Action on trafficking in persons, especially women and girls
a) First Interdisciplinary Symposium on Trafficking in Women
The symposium took place in the Palacio San Martín on 20 March 2003 and was attended by international experts from the Inter-American Commission of Women and IOM, as well as representatives of NGOs and the Church and executives from the national Government; The aim of the symposium was to encourage joint efforts to tackle an international crime whose significant growth has caught the attention of the international community.
b) Trafficking in persons in MERCOSUR
The problem of the traffic in persons, especially women and children, was raised by Argentina at the Ninth MERCOSUR Specialized Women’s Conference that took place in Asunción on 22 and 23 May 2003. On the basis of the proposal made by our country, a paragraph (para. 9) was included in the Joint Communiqué of the Presidents of MERCOSUR, Bolivia and Chile, dated 18 June 2003, establishing the commitment of the Governments to including the issue on their agenda and to working in co-ordination and jointly on the matter.
c) Follow-up action
To give continuity to the work already done, an initiative is now being implemented to bring together the different sectors of the national government in concrete actions to tackle the problem of the traffic in persons, especially women, adolescents and children, from an integral, interdisciplinary, networking perspective. The competent national bodies are to prepare a list of activities to be undertaken in their different fields, from the moment a complaint is first lodged or a case becomes known up until measures of legal, medical and psychological assistance can be taken and opportunities found to return the victims to their communities in conditions of safety.
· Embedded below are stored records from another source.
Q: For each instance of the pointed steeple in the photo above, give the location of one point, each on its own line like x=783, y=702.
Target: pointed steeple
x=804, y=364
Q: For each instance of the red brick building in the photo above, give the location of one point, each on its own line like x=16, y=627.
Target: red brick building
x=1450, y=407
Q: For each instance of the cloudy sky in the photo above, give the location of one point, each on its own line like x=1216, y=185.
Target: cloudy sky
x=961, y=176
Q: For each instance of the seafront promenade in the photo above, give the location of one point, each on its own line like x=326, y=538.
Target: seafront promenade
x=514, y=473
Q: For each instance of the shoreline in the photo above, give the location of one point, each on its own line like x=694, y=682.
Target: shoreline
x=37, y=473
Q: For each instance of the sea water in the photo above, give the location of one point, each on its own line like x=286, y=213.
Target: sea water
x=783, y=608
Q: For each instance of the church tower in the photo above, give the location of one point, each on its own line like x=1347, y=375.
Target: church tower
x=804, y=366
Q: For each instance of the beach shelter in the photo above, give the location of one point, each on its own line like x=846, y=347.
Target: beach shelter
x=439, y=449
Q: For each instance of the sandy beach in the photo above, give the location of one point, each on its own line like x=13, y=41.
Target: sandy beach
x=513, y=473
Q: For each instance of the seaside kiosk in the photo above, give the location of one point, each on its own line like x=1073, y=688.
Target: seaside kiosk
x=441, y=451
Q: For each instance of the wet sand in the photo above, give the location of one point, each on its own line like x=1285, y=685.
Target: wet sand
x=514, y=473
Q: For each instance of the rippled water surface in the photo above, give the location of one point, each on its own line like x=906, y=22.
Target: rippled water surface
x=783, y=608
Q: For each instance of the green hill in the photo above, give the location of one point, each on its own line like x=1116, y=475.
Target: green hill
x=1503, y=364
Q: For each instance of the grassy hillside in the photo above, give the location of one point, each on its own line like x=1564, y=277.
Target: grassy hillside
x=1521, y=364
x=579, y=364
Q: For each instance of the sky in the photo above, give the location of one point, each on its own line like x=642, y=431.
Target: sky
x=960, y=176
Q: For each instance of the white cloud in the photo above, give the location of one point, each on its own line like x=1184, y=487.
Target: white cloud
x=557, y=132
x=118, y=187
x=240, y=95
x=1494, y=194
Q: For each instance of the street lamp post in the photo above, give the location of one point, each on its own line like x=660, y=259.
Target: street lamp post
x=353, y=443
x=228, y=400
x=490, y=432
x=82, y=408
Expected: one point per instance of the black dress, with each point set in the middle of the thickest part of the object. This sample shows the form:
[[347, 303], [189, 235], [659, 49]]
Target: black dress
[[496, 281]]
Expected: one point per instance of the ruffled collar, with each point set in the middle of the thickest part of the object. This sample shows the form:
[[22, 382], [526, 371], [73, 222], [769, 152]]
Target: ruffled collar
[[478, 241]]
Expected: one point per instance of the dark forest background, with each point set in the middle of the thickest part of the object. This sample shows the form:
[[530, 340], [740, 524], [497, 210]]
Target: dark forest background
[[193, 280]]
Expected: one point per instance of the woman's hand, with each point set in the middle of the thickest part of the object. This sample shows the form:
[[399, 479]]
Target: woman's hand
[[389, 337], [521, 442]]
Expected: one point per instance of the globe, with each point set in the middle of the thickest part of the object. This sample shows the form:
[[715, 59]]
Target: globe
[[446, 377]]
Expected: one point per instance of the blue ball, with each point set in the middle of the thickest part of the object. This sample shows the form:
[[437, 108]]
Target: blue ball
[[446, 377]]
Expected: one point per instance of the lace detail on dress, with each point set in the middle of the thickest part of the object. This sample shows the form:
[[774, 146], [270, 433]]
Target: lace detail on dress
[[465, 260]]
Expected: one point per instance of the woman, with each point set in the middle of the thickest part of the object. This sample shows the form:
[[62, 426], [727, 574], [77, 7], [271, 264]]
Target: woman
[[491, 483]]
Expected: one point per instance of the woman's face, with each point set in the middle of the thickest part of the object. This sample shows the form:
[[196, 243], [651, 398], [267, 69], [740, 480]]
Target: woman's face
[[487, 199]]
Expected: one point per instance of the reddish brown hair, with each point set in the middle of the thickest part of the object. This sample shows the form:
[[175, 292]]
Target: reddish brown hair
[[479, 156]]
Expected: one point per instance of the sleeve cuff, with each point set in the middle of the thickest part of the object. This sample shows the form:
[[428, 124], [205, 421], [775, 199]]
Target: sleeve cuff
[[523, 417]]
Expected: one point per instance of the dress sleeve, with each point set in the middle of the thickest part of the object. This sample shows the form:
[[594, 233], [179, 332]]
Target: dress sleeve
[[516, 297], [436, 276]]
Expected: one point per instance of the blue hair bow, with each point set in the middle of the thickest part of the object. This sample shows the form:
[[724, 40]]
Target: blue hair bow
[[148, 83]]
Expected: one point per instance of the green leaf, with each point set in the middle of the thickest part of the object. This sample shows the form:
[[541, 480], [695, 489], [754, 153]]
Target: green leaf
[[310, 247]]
National campaign to commemorate the International Day
to Combat Violence against Women
• To commemorate the International Day to Combat Violence against Women, the Office of the Special Representative for Women’s Issues at the International Level of the Ministry of Foreign Affairs, International Trade and Worship, together with CNM and the national Human Rights Secretariat launched a campaign to raise awareness about the problems of violence against women.
• To inform the entire population about the events that led to the commemoration of this Day;
• To raise awareness of the magnitude of the problems of violence against women in our country;
• To give information about government programmes to deal with these problems.
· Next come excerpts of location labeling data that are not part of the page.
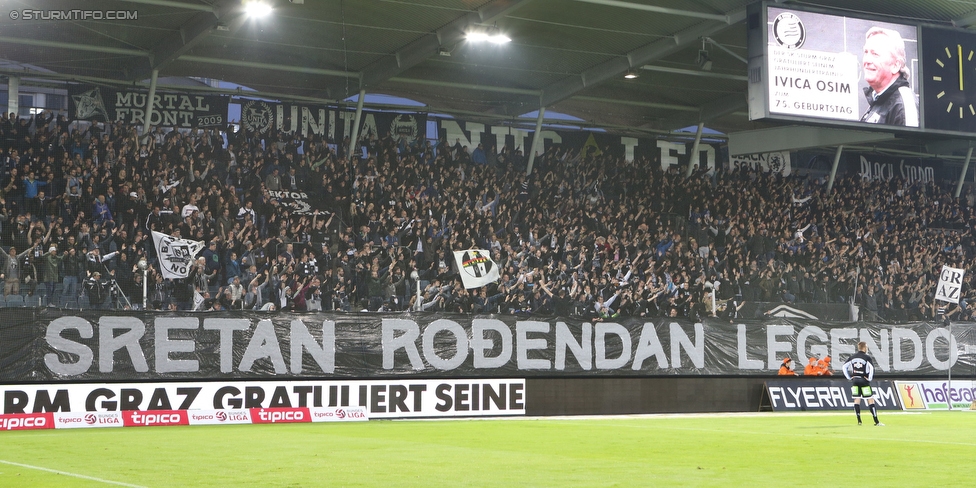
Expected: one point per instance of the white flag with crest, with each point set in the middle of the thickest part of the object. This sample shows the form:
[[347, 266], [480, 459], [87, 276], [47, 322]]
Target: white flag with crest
[[476, 267]]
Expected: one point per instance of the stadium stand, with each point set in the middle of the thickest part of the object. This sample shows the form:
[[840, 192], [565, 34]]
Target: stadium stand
[[584, 235]]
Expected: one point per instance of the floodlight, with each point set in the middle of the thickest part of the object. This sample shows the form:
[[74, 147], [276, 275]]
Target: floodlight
[[257, 9]]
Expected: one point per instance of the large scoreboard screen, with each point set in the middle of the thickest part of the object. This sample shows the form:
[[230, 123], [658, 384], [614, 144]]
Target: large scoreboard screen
[[812, 66]]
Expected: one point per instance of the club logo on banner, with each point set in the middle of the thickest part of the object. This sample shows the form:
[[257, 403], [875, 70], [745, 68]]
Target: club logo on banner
[[950, 284], [170, 109], [476, 267], [175, 254], [405, 126], [256, 116], [89, 105]]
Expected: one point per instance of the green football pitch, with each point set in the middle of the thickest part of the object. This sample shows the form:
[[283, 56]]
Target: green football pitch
[[913, 449]]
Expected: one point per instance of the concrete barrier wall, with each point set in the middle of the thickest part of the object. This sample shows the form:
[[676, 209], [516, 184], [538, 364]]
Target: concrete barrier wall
[[609, 396]]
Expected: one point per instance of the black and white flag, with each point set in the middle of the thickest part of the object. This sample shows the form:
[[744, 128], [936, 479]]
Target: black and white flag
[[175, 255], [476, 267]]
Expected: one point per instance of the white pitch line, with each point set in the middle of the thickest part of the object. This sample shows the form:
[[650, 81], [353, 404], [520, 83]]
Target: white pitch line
[[65, 473]]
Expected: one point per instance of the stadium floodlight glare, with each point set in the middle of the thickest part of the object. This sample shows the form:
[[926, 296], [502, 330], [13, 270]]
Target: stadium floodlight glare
[[492, 35], [257, 9]]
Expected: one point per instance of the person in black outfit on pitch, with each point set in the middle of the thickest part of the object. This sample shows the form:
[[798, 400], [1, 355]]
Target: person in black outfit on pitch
[[859, 368]]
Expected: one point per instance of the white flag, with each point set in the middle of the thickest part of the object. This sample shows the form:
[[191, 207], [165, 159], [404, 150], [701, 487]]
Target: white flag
[[950, 284], [175, 255], [476, 267]]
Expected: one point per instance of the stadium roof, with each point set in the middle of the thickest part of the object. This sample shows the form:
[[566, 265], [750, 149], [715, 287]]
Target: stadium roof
[[569, 56]]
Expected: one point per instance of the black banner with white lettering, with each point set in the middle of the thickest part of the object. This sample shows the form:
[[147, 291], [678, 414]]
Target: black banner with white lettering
[[180, 110], [816, 394], [46, 344], [330, 122]]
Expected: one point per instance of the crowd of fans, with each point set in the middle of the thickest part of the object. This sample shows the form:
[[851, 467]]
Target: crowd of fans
[[584, 234]]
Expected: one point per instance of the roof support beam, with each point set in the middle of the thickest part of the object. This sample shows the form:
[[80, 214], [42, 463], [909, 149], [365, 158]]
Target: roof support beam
[[467, 86], [74, 46], [633, 103], [659, 10], [723, 106], [271, 66], [193, 31], [417, 51], [691, 72], [168, 3], [568, 87], [795, 137]]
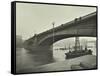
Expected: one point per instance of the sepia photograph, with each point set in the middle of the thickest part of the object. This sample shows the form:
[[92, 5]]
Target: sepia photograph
[[55, 37]]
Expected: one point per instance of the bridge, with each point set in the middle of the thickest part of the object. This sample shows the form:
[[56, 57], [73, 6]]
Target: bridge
[[41, 44]]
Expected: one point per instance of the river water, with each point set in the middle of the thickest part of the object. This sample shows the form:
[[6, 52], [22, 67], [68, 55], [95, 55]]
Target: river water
[[26, 60]]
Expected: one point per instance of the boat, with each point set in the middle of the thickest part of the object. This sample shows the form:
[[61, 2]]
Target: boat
[[78, 51]]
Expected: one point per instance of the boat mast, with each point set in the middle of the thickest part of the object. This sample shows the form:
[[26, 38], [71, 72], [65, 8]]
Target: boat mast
[[77, 43]]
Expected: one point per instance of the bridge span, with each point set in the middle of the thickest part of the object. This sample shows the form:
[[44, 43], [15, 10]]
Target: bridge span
[[41, 44]]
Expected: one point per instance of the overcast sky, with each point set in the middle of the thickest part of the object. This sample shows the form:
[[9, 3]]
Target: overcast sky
[[36, 18]]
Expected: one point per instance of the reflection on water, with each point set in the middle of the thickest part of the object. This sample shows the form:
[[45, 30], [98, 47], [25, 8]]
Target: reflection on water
[[26, 60]]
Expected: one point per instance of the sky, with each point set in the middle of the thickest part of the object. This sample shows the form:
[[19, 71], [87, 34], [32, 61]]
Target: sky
[[35, 18]]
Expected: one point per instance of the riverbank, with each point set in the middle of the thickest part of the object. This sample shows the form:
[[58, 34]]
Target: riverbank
[[83, 62]]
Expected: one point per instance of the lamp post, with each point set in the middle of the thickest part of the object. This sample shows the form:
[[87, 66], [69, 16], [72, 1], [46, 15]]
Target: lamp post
[[53, 23]]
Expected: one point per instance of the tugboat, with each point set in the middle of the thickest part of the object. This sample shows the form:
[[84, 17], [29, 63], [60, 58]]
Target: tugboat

• A booklet was prepared and distributed (through the Argentine National Bank) containing the history of how this Day came to be instituted and information about international conventions and national legislation and programmes;
• With the collaboration of State-owned media (Canal 7 and Radio Nacional), a programme about the Day was broadcast in which women from the different sectors of society discussed the present situation of women in our country. During the week of 25 November there were televised "spots" in which male celebrities of Argentine culture gave their thoughts on the subject. Radio Nacional devoted a programme to ideas about the problem, which included a telephone conversation with Sra. Adela Mirabal, the sister of La Mariposa.
• With the assistance of the National Institute of Cinema and Audiovisual Arts, films and documentaries considering the problems of violence against women from different perspectives were shown in various cities of Argentina.